As to Romney’s claim of knowing how to create jobs? Wolf describes how Obama will easily turn that back on the Mittster:
Jobs: Mr. Romney, founding partner of Bain Capital, acknowledges laying off workers but has claimed that his business ventures have, on net, created jobs. I believe him. I also appreciate the economic benefit of “creative destruction.” But this matters little in campaigns. Perception becomes political reality. Mr. Obama’s counter for his own abysmal jobs record – 2 million lost – will be to showcase every person who was ever laid off by Mr. Romney. Recall the dagger in the heart of Mr. Romney’s 2008 campaign, Mike Huckabee’s simple statement, “I want to be a president who reminds you of the guy you work with, not the guy who laid you off.”
That’s an excellent point by the Huckster (even a blind squirrel finds a nut once in a while) and Obama will have a billion dollars with which to “define” Mitt as the guy who laid you off. As Thomas Lifson at the American Thinker predicts, expect to see a lot of the following picture in 2012 if Mitt’s the nominee:
The ads Obama can produce with this picture practically write themselves, wouldn’t you say? Another point I’ve made multiple times is that Obama and his allies in the mainstream media want Obama to face Romney, just as they wanted McCain to be the GOP nominee in 2008. Thus far the media has been quite deferential, even supportive to Romney. This won’t last, of course, and Mr. Wolf describes when and how this will change.
Consider how the selectively quiet mainstream media waged war on the conservative challengers, one by one, just as they began to pose threats to Mr. Romney, yet they have found little time for exposes on Romneycare or Bain Capital or – brace yourself – racism in the Mormon Church. Don’t worry, they will. Meanwhile, conservatives should ask themselves why they’re holding back now.
The media will turn on Mr. Romney faster and with greater vengeance than they did Mr. McCain in 2008, and when they do, his poll numbers – unlike those of his GOP rivals who already have faced their firestorms – will crater like Mr. McCain’s did. I would guess they’re already hunting down every family with a grievance against Bain Capital for breathless “How Mitt Romney destroyed our family” news stories. Unfair? Absolutely. Damaging? You decide.

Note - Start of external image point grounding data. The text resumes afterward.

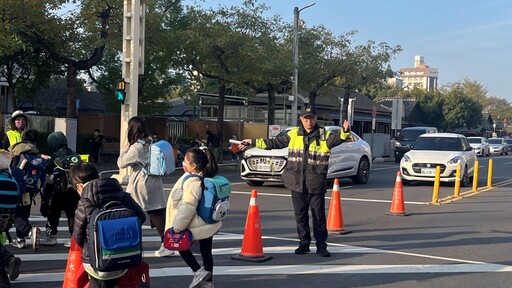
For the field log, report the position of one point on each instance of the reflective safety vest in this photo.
(14, 136)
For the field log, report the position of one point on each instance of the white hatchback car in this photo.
(351, 159)
(480, 145)
(438, 149)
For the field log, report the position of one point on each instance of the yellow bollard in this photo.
(437, 182)
(456, 189)
(489, 174)
(475, 177)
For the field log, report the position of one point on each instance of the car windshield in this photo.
(410, 135)
(475, 140)
(438, 144)
(495, 141)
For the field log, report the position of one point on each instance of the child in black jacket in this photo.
(95, 192)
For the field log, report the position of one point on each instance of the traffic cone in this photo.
(252, 246)
(75, 275)
(397, 202)
(335, 216)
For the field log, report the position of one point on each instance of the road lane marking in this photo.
(299, 270)
(327, 197)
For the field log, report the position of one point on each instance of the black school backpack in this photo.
(9, 199)
(115, 238)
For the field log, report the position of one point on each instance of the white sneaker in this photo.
(49, 241)
(163, 252)
(199, 277)
(34, 236)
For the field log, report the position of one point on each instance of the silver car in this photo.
(351, 159)
(480, 145)
(498, 146)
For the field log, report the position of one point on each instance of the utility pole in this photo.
(295, 87)
(133, 66)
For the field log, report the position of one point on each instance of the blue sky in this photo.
(465, 38)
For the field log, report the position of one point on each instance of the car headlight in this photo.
(454, 160)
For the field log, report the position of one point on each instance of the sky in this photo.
(461, 38)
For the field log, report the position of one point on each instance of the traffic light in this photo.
(121, 92)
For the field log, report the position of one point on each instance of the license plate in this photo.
(428, 171)
(263, 167)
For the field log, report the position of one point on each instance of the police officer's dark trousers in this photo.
(302, 202)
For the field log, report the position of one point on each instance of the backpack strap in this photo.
(192, 175)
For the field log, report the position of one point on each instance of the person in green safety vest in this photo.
(18, 123)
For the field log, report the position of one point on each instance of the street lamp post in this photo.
(295, 87)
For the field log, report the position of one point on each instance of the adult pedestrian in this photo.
(21, 218)
(213, 143)
(146, 190)
(18, 123)
(96, 143)
(309, 147)
(182, 213)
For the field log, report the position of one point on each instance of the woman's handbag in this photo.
(177, 241)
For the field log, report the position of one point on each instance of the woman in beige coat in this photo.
(182, 213)
(146, 190)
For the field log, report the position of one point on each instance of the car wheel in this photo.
(254, 183)
(363, 172)
(464, 182)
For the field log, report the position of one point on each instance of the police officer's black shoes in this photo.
(323, 252)
(303, 249)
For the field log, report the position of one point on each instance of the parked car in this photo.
(438, 149)
(480, 145)
(498, 146)
(406, 137)
(350, 159)
(509, 142)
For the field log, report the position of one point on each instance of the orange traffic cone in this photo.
(397, 202)
(252, 246)
(75, 275)
(335, 216)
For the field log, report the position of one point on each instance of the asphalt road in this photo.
(463, 243)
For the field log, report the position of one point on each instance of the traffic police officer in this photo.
(305, 174)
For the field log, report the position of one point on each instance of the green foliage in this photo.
(461, 111)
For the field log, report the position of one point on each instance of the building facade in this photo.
(421, 76)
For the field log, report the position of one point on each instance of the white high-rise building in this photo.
(421, 76)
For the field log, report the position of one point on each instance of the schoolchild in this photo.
(95, 192)
(182, 213)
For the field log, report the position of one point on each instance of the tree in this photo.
(330, 60)
(461, 111)
(76, 41)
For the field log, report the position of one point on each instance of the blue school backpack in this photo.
(9, 199)
(115, 238)
(214, 203)
(161, 159)
(34, 172)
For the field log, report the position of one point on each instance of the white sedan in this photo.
(445, 150)
(350, 159)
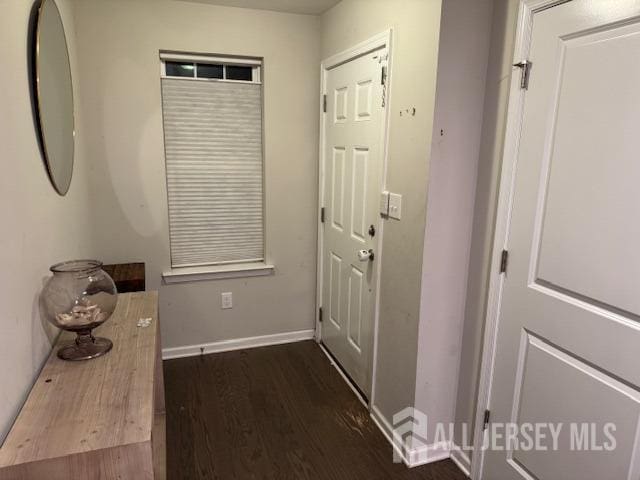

There’s no doubt Team Obama is queuing up for exactly that. I imagine they’ll also approach the Huntsman campaign with a request to purchase the great anti-Romney ads he’s been running. Who knows, Huntsman may well oblige. After all, he was Obama’s Ambassador to China. But it really doesn’t matter, I suppose. Obama will have plenty of money to produce his own ads. Keep in mind that Obama’s entire campaign will be about defining the opposition. It’s not like he can run on his record. Wolf ends his piece thusly:
The Washington establishment expects conservatives to fall in line and accept the unproven, if not mythical, dogma that Mitt Romney is the most electable Republican candidate. Why? Because it says so. However, the establishment’s track record of picking winners in the GOP primary is abysmal. Instead, Mr. Romney’s candidacy should be evaluated on its own merits, not on some insider, illusory promise of electability, particularly when Mr. Obama’s supporters are hopeful we take the bait.
On that last point I’m not optimistic. Republicans took the bait in 1996 and 2008 with Dole and McCain, respectively. Are there any concrete reasons to believe 2012 will be any different?